Jeremiah 17:13-18 / John 11:47-54
But one of them, named Caiphas, being the High Priest that year, said to them: You know nothing, neither do you consider that it is expedient for you that one man should die for the people.
"One word that tells us what we do not know outweighs a thousand words that tell us what we do know. And the thing is all the more striking if we not only did not know it but could not believe it. It may seem a paradox to say that the truth teaches us more by the words we reject than by the words we receive. Yet the paradox is a parable of the simplest sort and familiar to us all; ... The warning itself is almost more impressive if it was not justified by reasons, but only by results. There is something very notable about a thing which is arbitrary when it is also accurate. We may very easily forget, even while we fulfil, the advice we thought was self-evident sense. But nothing can measure our mystical and unfathomable reverence for the advice that we thought was nonsense." (G.K. Chesterton, "The Catholic Church and Conversion")
Jesus claims on us are as fresh and new, and also as shocking, as they were during his earthly ministry. The absolute claims that he has over us, our lack of any court of appeal, any higher authority, any third-party perspective to consult should we find, as we inevitably will, something about the Gospel offensive to us, leave us no middle position. We know it will not do if we let Him alone. Like the chief priests and the Pharisees gathered in council against Jesus, we must either receive him as the promised Messiah and Son of God, and thus surrender even our dearest and most treasured lines of rebellion while exposing ourselves to the hatred of the world, or we must devise to put Him to death. After all, is there no weakness of our flesh, in the lives of our kin, in the political system we want to support, in the ordering of our own economies and those of our society, which we simply cannot bring ourselves to reject, but know they stand opposed to the Lord Jesus? Is there truly no doctrine, no claim of the Church in her administration of the sacraments, no claims Jesus Christ himself makes of his own absolute, unique, and universal role as Lord and Savior that do not make us at least wonder, when we consider our own doubts or the unbelief of our neighbors and friends, whether it might not be so?

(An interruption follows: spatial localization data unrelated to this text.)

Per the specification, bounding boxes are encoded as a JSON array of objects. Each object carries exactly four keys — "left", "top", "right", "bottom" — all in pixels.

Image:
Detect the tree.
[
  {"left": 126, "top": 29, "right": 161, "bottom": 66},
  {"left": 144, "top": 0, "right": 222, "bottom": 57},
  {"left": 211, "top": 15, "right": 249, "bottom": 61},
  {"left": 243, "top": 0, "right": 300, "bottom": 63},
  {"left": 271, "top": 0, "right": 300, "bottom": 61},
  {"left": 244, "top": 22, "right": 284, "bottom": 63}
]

God in his mercy knows that, if we would share in his life and have a taste of it even now, then much of what we believe will seem to us arbitrary, even if it is accurate. This is why, in his kindness, Jesus directs our eyes away from the glorious clarity of his own self, too much for the eyes of our minds to bear while in this vale of tears, so strong as to make the pitiless calculations of the world, even when they unknowingly reveal the deep mysteries of God, seem attractive — it is expedient for you that one man should die for the people, and that the whole nation perish not. This is why Jesus walked no more openly among the Jews: but He want into a country near the desert. It is there, in the desert, where Jesus abode with His disciples, in the shade of his glory, that Jesus directs our gaze: to the Scriptures that attest to him, to the many miracles and signs he has done, to the example of those who testify about him not with signs of power but with words that are true and a life rightly lived. It is in this merciful shade that our eyes can grow used to the glory imparted to us in this life, but even here we will never be able to look upon the whole truth of Jesus Christ, the Son of God. To us, here and now, the Gospel remains always "not justified by reasons, but only by results ... a thing which is arbitrary when it is also accurate."
We will soon begin the celebration of Holy Week, and the eyes of the world will be upon us. The world will be even happier than we are in our darkness that one man should die for the people. However, the world is a coward, and faced with the terrible glory of the Crucified, the powers of the world, like the powers of the air, are more like to come, and take away our place and nation. That is, unable to look upon the face of the Savior without trembling, the world will turns its gaze upon his disciples. When they look upon our witness, our works, what kind of sign will we be? In our fidelity to Christ, in our life bound together by the Spirit, will those who count themselves enemies of the Cross see only the worst they fear about us, or will they perhaps be led to see in us joy, hope, the promise of life eternal, the vein of living waters?
Grant, we beseech Thee, almighty God, that we who seek the grace of Thy protection, may be freed from all evils and serve Thee with a quiet mind.